(687c) Adsorption of 5-Hydroxymethyl-Furfural (HMF) From Liquid Water/Dimethyl Sulfoxide (DMSO) Solutions Onto Hydrophobic Zeolites: An Experimental and Simulation Study

Authors: 
Nikolakis, V., University of Delaware
Xiong, R., University of Delaware
León, M., University of Delaware
Sandler, S. I., University of Delaware
Vlachos, D. G., University of Delaware



The adsorption of 5-hydroxymethylfurfural (HMF), dimethyl sulfoxide (DMSO), and water from binary and ternary mixtures in hydrophobic silicalite-1 and dealuminated Y (DAY) zeolites at ambient conditions was studied via experiments and molecular modeling. HMF and DMSO adsorption isotherms were measured and compared to those calculated using a combination of grand canonical Monte Carlo and expanded ensemble (GCMC-EE) simulations. A method based on GCMC-EE simulation for dilute solutions combined with the Redlich-Kister (RK) expansion (GCMC-EE-RK) is introduced to calculate the isotherms over a wide range of concentrations. The simulations, using literature force fields, are in reasonable agreement with the experimental data.

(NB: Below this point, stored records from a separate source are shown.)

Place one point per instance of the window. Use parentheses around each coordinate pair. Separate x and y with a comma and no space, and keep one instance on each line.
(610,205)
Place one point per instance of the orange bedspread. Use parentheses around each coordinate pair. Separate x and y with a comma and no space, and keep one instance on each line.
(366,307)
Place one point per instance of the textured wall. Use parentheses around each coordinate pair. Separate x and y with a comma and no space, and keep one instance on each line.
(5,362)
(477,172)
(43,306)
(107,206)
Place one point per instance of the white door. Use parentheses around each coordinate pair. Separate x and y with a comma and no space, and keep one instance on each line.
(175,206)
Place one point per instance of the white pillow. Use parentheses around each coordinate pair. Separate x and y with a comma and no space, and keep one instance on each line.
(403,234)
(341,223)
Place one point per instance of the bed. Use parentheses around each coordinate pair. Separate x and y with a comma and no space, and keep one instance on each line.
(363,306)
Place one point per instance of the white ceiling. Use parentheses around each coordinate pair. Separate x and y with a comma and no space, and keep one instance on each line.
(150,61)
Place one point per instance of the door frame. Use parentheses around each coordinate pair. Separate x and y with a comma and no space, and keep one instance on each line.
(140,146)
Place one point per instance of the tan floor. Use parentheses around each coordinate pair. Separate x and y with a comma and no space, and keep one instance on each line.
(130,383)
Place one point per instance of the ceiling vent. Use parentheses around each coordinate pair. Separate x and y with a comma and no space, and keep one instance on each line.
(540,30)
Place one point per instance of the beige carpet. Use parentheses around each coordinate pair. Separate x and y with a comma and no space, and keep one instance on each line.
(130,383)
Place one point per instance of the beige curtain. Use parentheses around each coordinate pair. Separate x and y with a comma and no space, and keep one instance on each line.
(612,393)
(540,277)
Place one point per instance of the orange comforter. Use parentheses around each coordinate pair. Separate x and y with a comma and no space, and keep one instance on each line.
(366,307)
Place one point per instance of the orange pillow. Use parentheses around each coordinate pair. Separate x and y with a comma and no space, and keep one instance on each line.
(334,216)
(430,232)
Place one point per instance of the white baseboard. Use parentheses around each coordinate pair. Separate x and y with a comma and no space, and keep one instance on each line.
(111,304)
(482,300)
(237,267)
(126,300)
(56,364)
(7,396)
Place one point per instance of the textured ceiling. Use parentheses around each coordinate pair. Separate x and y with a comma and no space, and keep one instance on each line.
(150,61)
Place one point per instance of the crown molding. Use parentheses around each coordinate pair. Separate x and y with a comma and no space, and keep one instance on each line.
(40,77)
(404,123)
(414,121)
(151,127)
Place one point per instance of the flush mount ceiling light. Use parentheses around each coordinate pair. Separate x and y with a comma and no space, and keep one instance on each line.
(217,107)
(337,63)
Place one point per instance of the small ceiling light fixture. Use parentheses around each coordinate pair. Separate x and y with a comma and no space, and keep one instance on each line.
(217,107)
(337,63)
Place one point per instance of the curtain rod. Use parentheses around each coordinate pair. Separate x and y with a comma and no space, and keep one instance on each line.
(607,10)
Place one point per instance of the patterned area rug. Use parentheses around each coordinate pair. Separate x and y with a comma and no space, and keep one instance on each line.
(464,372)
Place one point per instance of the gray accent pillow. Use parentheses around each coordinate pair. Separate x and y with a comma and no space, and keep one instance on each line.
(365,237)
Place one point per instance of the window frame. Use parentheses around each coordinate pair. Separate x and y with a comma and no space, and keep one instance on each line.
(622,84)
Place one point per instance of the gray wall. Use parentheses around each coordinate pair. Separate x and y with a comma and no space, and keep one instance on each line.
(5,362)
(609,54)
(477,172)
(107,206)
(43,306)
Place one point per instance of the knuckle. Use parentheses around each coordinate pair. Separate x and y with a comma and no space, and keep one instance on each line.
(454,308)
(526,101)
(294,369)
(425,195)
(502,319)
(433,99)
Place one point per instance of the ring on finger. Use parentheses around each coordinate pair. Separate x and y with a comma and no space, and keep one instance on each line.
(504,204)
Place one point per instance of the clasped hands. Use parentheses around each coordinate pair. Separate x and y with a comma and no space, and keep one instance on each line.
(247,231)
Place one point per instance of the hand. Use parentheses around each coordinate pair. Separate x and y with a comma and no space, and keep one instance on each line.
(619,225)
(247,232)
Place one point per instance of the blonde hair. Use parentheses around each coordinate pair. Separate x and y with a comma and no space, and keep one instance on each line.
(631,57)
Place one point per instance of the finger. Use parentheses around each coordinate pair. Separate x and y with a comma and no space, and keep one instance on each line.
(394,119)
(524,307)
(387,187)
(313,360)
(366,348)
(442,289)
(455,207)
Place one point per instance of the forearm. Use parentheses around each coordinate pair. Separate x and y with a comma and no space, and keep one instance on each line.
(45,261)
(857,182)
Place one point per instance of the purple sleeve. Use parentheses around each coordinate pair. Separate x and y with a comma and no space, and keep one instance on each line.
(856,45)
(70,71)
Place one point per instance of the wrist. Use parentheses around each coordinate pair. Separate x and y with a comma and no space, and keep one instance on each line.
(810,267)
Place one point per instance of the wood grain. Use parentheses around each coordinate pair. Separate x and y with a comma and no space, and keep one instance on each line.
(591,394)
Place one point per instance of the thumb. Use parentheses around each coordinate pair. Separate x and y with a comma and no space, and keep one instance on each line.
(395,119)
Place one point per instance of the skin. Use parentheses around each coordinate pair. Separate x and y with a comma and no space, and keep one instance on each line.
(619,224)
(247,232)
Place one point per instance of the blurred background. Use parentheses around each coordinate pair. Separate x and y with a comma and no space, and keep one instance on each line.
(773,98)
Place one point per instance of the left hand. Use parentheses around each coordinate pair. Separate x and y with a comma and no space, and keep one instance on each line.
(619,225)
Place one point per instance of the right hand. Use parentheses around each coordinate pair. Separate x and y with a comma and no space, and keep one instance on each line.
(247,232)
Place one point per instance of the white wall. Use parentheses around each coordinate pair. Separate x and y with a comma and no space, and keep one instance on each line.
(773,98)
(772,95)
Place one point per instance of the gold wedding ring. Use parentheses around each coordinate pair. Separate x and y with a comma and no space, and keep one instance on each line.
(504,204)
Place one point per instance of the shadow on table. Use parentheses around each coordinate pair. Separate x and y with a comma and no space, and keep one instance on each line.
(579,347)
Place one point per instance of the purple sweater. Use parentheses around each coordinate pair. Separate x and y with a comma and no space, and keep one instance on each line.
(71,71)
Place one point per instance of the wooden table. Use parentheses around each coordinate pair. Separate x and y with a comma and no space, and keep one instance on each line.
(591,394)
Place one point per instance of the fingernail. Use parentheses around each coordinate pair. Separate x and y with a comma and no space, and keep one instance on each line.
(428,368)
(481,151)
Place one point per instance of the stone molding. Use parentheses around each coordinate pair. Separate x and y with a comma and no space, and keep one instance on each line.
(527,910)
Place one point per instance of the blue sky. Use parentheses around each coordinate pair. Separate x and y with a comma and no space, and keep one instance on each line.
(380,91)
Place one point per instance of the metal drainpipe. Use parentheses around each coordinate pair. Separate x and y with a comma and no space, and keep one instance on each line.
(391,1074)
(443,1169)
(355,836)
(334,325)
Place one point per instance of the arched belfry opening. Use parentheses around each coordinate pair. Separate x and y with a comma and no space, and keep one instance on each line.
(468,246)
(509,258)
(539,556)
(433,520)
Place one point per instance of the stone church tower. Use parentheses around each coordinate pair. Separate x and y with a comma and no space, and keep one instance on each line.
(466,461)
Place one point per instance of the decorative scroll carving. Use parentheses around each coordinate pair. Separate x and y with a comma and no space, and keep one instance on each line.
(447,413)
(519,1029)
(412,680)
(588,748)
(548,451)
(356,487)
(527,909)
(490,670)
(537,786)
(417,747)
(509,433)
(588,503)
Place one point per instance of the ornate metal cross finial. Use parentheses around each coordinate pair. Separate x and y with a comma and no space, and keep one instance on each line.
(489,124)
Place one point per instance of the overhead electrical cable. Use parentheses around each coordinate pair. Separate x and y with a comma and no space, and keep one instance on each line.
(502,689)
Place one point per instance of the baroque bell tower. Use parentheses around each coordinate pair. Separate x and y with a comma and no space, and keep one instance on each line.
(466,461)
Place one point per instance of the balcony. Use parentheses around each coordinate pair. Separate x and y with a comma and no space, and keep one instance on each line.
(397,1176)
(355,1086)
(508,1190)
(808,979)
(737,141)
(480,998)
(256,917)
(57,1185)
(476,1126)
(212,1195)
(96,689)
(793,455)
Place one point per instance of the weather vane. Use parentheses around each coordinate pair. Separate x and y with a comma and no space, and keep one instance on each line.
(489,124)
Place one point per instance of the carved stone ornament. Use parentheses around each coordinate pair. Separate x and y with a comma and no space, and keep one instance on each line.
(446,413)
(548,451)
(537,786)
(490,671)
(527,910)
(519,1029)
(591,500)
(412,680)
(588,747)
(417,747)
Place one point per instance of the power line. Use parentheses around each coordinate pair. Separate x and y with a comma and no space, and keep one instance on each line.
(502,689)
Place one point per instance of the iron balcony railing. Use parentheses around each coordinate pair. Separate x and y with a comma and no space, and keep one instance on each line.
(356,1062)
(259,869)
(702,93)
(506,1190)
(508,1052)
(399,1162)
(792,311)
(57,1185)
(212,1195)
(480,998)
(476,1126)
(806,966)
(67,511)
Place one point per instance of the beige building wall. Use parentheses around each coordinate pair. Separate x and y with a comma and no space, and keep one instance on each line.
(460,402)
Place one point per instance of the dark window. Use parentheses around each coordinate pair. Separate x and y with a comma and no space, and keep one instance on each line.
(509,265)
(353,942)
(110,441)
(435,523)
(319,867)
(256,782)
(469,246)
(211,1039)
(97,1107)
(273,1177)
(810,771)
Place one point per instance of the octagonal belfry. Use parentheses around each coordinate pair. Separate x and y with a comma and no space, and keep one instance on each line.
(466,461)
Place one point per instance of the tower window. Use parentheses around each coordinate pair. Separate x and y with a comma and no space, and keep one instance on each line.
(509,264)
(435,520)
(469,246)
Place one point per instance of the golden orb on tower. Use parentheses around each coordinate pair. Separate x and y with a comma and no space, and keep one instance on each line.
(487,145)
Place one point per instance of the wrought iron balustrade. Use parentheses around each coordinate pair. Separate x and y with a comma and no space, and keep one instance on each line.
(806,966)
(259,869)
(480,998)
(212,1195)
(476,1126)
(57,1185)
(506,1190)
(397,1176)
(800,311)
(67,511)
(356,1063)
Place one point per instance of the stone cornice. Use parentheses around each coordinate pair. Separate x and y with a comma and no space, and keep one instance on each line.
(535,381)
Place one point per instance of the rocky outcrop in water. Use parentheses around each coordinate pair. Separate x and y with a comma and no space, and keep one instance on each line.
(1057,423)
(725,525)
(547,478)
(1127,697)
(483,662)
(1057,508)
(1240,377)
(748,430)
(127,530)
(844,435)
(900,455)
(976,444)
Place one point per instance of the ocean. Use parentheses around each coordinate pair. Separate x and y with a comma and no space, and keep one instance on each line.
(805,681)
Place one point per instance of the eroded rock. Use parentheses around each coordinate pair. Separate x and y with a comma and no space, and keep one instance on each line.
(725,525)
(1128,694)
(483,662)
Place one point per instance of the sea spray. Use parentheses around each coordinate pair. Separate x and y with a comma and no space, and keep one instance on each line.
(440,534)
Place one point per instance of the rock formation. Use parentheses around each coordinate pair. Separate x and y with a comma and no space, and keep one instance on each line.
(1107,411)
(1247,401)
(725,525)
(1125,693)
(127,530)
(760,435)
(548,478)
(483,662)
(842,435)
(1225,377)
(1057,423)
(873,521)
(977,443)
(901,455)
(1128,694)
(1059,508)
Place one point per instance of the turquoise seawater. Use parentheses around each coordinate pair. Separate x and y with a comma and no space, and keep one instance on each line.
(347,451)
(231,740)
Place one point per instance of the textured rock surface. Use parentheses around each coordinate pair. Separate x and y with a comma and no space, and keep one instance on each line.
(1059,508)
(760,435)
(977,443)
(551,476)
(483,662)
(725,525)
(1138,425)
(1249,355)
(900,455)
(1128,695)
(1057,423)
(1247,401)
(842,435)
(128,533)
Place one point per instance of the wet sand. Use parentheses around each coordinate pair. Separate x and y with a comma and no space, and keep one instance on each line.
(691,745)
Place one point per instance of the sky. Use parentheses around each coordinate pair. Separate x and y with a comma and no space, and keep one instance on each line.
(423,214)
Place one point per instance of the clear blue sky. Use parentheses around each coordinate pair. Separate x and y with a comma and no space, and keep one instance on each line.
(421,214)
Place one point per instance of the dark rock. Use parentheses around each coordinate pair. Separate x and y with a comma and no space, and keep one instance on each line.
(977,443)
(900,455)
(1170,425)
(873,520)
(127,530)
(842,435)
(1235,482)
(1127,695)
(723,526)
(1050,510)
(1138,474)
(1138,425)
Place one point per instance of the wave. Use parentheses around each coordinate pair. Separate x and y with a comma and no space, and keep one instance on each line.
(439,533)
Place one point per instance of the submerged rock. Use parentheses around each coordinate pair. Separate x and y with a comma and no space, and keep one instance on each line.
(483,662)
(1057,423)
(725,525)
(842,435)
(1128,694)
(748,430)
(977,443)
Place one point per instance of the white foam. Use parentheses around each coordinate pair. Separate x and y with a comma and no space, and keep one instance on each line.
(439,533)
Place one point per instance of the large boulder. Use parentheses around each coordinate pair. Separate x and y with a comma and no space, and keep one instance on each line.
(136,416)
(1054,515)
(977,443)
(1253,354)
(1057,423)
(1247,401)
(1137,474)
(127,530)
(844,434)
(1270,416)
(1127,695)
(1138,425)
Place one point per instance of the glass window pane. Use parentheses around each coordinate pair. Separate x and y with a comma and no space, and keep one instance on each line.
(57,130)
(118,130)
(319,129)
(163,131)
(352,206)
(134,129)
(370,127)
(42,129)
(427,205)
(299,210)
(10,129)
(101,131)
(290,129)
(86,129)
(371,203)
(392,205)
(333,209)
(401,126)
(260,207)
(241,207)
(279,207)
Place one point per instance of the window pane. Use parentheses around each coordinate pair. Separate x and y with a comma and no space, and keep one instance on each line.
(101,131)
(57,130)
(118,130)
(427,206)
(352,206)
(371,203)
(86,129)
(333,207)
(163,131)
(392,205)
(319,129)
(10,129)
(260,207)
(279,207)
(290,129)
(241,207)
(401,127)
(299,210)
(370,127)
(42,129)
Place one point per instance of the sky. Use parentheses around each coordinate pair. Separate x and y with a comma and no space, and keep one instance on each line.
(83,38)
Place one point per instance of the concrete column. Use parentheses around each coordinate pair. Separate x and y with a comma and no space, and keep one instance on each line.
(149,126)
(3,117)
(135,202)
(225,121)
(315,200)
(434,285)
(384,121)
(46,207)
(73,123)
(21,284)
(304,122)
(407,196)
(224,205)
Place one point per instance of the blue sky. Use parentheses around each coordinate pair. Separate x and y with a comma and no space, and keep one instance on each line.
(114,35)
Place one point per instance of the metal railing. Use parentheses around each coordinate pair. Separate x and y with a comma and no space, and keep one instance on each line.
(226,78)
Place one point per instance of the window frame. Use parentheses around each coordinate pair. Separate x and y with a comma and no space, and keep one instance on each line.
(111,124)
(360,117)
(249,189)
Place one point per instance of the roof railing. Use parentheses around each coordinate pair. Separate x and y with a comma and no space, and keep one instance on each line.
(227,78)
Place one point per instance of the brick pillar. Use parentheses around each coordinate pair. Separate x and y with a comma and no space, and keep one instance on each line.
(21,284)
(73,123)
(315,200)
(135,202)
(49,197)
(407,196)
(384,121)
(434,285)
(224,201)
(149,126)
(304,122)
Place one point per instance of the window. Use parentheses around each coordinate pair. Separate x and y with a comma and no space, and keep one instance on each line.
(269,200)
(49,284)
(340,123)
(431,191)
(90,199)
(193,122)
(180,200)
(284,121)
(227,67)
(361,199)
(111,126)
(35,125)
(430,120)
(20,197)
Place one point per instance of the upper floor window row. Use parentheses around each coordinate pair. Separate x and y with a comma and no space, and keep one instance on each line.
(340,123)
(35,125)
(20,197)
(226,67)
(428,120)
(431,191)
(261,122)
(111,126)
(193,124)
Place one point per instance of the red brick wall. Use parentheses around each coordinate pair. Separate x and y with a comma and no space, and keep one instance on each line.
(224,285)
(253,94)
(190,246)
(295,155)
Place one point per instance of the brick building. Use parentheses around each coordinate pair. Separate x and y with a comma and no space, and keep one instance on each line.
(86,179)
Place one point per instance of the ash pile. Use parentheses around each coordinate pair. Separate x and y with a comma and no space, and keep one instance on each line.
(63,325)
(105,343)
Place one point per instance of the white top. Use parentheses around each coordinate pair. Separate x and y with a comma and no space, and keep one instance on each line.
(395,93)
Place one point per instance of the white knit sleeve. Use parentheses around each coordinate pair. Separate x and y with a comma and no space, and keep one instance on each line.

In HMF/water binary mixtures, large pore hydrophobic zeolites are much more effective for HMF adsorption but less selective because large pores allow water adsorption due to H2O-HMF attraction. In HMF/DMSO/water ternary mixtures, the HMF loading decreases with increasing DMSO fraction, rendering separation of HMF from water/DMSO mixtures by adsorption difficult. We show that the ratio of the energetic interaction in the zeolite to the solvation free energy is a key factor in controlling separation from liquid mixtures. Overall, our findings could have an impact on the separation and catalytic conversion of HMF and the rational design of nanoporous adsorbents for liquid-phase separations in biomass processing.